Page 1 of 1

get a list of Bookmarks for text extraction

PostPosted: Thu May 12, 2011 4:28 am
by looker
Hi!

I need to extract text from various parts of a document.
So, I've added bookmarks to the document which will be given to a user. The user supposed to add text to the place where bookmarks are.

Does anyone know how to get a list of bookmarks in a document so that to be able to extract text behind them?

Re: get a list of Bookmarks for text extraction

PostPosted: Thu May 12, 2011 9:56 am
by jason
Bookmarks, like field codes, are "point" tags.

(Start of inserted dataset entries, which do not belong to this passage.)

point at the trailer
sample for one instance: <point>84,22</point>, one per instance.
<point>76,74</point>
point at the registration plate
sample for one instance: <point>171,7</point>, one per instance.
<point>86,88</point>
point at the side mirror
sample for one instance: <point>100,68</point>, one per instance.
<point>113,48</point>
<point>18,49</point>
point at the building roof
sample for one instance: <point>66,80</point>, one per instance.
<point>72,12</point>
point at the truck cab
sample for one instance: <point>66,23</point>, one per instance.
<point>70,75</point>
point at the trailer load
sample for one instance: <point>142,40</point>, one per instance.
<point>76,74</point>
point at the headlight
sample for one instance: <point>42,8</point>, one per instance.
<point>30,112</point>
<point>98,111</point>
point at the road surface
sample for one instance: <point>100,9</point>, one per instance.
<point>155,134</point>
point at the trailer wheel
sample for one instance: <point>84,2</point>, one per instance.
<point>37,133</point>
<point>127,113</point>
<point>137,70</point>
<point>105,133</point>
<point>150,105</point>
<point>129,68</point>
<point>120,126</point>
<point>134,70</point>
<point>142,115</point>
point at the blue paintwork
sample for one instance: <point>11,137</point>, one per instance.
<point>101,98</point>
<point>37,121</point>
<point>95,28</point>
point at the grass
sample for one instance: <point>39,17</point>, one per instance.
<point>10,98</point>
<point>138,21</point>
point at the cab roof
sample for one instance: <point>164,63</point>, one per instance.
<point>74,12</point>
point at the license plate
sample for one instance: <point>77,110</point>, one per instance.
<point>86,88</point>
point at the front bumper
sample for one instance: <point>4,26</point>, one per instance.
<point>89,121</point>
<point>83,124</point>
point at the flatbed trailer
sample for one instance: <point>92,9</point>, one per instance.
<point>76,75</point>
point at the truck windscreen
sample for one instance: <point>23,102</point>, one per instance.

You'll find life easier if you use content controls instead. If you data-bind them, you also get "for free" an XML document containing the text you'd otherwise have to extract. For further info, see www.opendope.org

If you still want/have to use bookmarks, you'll have to traverse the main document part (and headers/footers, etc, depending on your app). See TraversalUtil.

Re: get a list of Bookmarks for text extraction

PostPosted: Fri May 13, 2011 3:19 am
by looker
Thank you jason!

Your advise on using content controls and data-bindings seems much more robust then bookmarks.

I have one more question:

with this I can change content in a control:
((CustomXmlDataStorageImpl)customXmlDataStorage).setNodeValueAtXPath("/data/mars_year[1]", "2012","");

with this I can read content from a control:
((CustomXmlDataStorageImpl)customXmlDataStorage).xpathGetString("/data/func_occured[1]", "");

but all these bits of code play with plain strings.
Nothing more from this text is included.